The connections my Mom made with other cancer survivors fueled her drive to survive. She learned about new treatments, testing, and techniques for battling the disease. Mind you, this was before the Internet, when you could goggle about treatment options and medications. She had a sense of power, as she took control of her illness. She was making the decisions, not cancer.
And there was support. Support from others who knew exactly how she felt. Who knew the fear of facing the idea that cancer may end their lives. She had friends she could call — this was before cell phones — and ask about wigs and prosthetics. They would help each other delivering meals when someone was home from surgery. They made pretty head wraps so they could still feel beautiful. It became a family.

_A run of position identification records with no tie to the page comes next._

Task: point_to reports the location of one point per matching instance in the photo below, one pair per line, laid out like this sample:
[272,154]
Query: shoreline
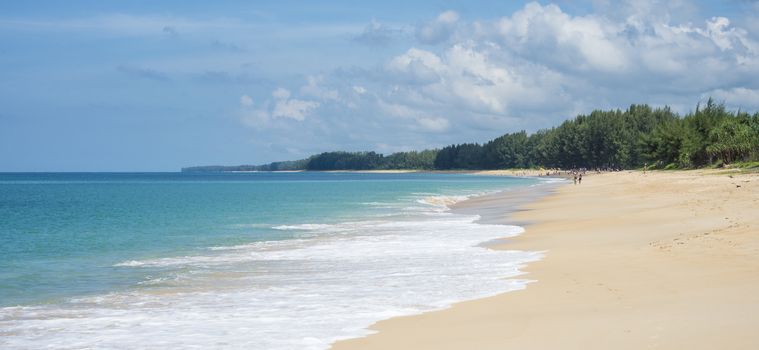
[663,260]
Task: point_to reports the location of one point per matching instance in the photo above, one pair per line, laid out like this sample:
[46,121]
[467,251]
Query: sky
[156,86]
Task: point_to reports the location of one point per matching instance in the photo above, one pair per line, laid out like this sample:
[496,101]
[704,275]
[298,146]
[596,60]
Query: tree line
[641,135]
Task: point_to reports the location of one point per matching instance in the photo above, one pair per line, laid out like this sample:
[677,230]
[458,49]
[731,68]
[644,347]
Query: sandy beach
[664,260]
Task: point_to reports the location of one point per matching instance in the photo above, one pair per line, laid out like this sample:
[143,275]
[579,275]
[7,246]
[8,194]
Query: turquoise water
[62,234]
[237,260]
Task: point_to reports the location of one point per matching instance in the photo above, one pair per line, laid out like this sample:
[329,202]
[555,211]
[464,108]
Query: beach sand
[664,260]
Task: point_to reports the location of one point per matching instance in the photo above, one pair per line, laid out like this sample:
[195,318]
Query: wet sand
[666,260]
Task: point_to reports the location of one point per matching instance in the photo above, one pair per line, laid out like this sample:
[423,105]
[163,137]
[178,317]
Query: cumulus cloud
[293,109]
[377,34]
[526,70]
[315,88]
[438,30]
[282,107]
[142,72]
[246,101]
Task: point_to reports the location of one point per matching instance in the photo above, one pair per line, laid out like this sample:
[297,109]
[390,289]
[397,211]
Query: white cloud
[281,93]
[433,124]
[530,69]
[315,88]
[246,101]
[293,109]
[283,107]
[438,30]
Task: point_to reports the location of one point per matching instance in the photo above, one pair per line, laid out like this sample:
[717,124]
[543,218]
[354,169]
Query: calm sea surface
[237,260]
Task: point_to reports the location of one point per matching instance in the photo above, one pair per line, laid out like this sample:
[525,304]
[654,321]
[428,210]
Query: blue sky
[154,86]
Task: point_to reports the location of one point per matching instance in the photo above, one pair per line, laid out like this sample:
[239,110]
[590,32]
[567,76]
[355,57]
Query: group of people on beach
[578,176]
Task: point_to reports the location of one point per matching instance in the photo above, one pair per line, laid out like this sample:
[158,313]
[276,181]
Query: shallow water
[257,260]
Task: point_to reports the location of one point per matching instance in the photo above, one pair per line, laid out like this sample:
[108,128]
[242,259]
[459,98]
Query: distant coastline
[640,137]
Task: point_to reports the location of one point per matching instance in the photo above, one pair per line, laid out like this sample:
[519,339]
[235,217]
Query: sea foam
[288,294]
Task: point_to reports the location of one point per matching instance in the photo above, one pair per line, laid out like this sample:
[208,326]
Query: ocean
[238,260]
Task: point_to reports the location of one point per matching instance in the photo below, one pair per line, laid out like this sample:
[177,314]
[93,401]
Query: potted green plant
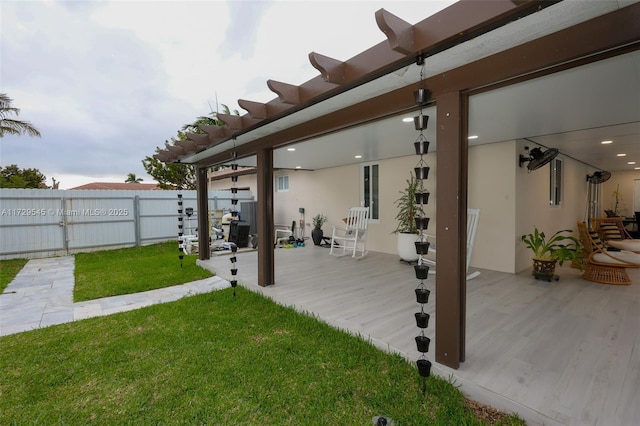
[558,248]
[316,233]
[408,211]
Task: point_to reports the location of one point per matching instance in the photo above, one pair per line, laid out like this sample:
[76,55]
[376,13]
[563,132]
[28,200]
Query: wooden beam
[266,227]
[332,70]
[399,32]
[451,217]
[199,139]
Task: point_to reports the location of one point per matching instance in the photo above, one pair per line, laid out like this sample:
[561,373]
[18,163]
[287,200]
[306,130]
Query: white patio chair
[473,215]
[353,238]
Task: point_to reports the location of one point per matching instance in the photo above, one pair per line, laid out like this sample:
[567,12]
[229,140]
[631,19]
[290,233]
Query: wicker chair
[603,266]
[614,234]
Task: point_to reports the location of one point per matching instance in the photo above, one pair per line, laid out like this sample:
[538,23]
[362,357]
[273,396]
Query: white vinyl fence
[48,222]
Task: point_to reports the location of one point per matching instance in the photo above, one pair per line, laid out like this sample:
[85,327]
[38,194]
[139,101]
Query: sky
[106,82]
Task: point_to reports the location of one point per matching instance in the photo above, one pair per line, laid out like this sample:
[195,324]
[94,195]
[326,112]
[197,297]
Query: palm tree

“One of the things my mom was most proud of was being part of the group that organized LBBC 25 years ago.”
One of the things my Mom was most proud of was being part of the group that organized LBBC 25 years ago. My Mom would be so proud to see how much LBBC has evolved, how it is impacting so many lives and making them better. She always spoke of maintaining quality of life. And that is something LBBC helps provide. Every time I see an update, or a new event, I know my Mom would be smiling. She would be thrilled to see how far this organization has come. This organization lives on.
And for me, her daughter, it is a way I can remember her strength, perseverance, and passion for life. What a gift, as I reflect on her life during this year, the 20th since her passing. It is something that she helped laid the groundwork for that is continuing to flourish today. I remain a part of this organization because I believe in the mission. And I know all too well, that no one should ever be alone when dealing with something as immense as facing cancer.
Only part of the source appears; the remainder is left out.